In the eighth grade, everyone at my middle school took a vocational test that purported to determine what sort of non-professional job you’d be best at, a pro at, so to speak. This test, even more so than others, was pure hell. It essentially comprised two hours of quality control factory work via Scantron technology.
One “exercise” involved connecting what were essentially sets of arrow heads (think opposing carets) by drawing the straightest straight line your cramped hand could manage from one to the other. One girl, who was a solid B-plus/A-minus student and later ended up going to an elite private school, decided to cheat. This was where she would triumph. She was determined to be the best at straight-arrow-drawing, which I guess would by extension make you a good draftsperson in a tiny blueprint sweatshop.
How do you cheat at drawing straight lines? You start before the time allotted. I quit shortly after time began (but only after squiggly and wavy lines lost their luster). She gave herself an illegal 7 to 10 second head start. I assume she “won.”
This, ladies and gentlemen, is the nature of cheating. It is the nature of human nature. Contrary to popular belief, cheating was not recently invented by rich kids on Long Island. Indeed it predates those who pursue an unfair advantage in seeking admission to Harvard instead of Yale, Amherst instead of Wesleyan, Duke instead of, gasp, Emory.
Cheating, it seems, is as old as paper. It began over a thousand years ago when one guy decided to pull some trickery to get ahead. Ever since then, people have been copying him (or so goes the just-now-invented old joke). Academics trace the origins of academic cheating to the origin of the standardized test. The standardized test, along with paper, was invented by the Chinese.
For over a millenium, the civil service examination system of China represented a path to the Chinese dream. With little more than knowledge, intellect and a lot of hard work and hand cramping, anyone had a shot at climbing the socioeconomic ladder. Well, anyone provided you weren’t Buddhist, Taoist, a woman or of such low class so as to be labeled one of the “Mean People” (self-fulfilling prophecy much?).
In actuality though, most of the the people who did take the test were already what we’d today call lower-middle class or higher. After all, one had to have access to books and crucial time away from the fields to study. More important still was that the rural student had to master the Mandarin nonvernacular before he could even begin to tackle the Chinese classics. It would be like studying to take the LSAT and learning English at the same time.

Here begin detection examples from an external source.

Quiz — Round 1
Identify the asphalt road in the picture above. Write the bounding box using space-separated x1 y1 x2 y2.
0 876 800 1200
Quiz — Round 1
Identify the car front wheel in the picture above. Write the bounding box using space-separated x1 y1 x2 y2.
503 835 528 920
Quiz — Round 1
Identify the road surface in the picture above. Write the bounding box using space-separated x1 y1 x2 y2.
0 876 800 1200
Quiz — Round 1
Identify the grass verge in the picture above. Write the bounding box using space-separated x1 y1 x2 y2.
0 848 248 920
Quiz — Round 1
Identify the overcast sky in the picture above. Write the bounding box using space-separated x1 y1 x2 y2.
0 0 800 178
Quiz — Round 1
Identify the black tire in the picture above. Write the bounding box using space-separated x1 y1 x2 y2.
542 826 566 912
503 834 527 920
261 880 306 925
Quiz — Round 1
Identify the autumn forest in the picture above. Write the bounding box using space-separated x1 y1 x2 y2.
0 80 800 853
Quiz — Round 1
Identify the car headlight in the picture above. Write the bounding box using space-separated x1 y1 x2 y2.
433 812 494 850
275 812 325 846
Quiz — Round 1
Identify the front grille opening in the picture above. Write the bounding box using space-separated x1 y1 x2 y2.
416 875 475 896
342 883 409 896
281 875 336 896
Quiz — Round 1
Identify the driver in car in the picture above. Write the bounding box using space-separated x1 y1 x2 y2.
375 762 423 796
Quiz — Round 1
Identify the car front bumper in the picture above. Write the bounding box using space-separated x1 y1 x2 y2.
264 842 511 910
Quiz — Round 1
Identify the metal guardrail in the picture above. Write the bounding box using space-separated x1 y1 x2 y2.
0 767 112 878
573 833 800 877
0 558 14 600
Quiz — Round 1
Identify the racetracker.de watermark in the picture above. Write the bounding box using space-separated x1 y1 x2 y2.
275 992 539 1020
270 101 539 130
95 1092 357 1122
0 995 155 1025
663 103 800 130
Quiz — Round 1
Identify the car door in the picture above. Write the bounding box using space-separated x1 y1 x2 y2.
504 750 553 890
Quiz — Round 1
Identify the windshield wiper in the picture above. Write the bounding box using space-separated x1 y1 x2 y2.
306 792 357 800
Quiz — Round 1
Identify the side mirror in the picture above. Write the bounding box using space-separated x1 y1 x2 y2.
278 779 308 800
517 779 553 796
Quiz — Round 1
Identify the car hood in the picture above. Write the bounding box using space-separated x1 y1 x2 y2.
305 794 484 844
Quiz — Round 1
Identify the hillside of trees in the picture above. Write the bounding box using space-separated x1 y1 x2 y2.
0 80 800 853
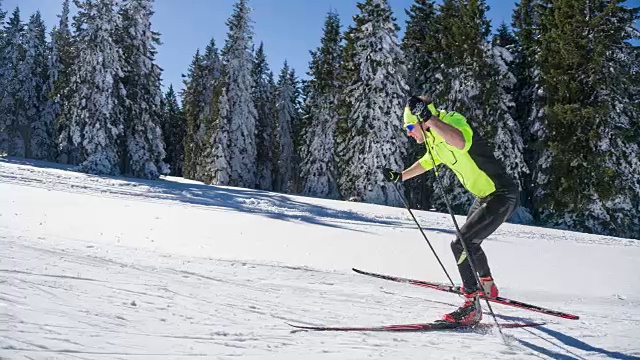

Nevertheless, it did provide a path to prosperity for some Chinese. On the surface, it served a two-fold purpose: it recruited people willing to run the vast bureaucracy that kept Imperial china afloat, and, by fostering a sense of loyalty in the civil servants, it helped maintain Imperial power. Everybody wins. Even the failures turned into successes. With the education they had accumulated, those who narrowly missed the cutoff went on to compose music, produce art or invent the precursor to the Hemingway beard.
Those who succeeded were rewarded handsomely with entree to the Imperial elite. Every other year 2 to 3 million attempted the biennial test. Boys who showed promise were drilled for the test beginning at age five. Children in rural areas attended the local school, if it existed. Wealthier families sent their children into cities to attend academies. And the bona fide rich paid for private tutors. By the time they were fully prepared, test takers memorized upwards of 600,000 characters from classic Chinese texts in sequential order.
The exam lasted between 24 and 72 hours. It was held in what were essentially prison cells outfitted with three flat boards. One was a “shelf,” one a “desk” and the other a “seat.” Each student was sealed into his room until the test was over. There was one way to get out though. If you died during the test, they would cut you out.
Students were tested on the Six Arts — music, archery, horsemanship, arithmetic, writing, knowledge of rituals and ceremonies — as well as the Five Studies — military strategy, civil law, revenue and taxation, agriculture and geography and Confucian classics.
Additionally, they were required to compose an Eight-legged Essay, a style of writing that makes five-paragraphs look like a haiku. There was, of course, the opening, the amplification, preliminary exposition, initial argument, central argument, latter argument, final argument and conclusion. In the essay, by the way, the student was expected to quote the Four Books and Five Classics, hallmarks of Confucianism, verbatim and with ease. One incorrectly drawn character in the handwritten essay was grounds for failure. Heaven help you if you decided, in Western terms, to “circle” your “i’s” instead of “dotting” them.
Let it more than suffice to say that this test was really freakin’ hard, damn near impossible. Cheating was severely punished. A light sentence was being banished from the capital. A heavy one was punishment of death. Yet, people still cheated. Lots of them.
The methods of cheating were quite diverse. They included bribery (a rich kid’s favorite), slipping papers to a friend and palm-sized cheat sheets. Cheating became institutionalized with enablers making a living by providing cheating resources. If you knew whom to ask and had the coin, you just might have been able to score my personal favorite, the cheating shirt.
Over time, the already secure test was made even more secure. The more that the administrators did to prevent cheating, the more creative the cheaters got. It’s a perfect example of Campbell’s Law. When the stakes are high, people are likely to cheat. And the stakes are always high, even when you’re drawing straight lines.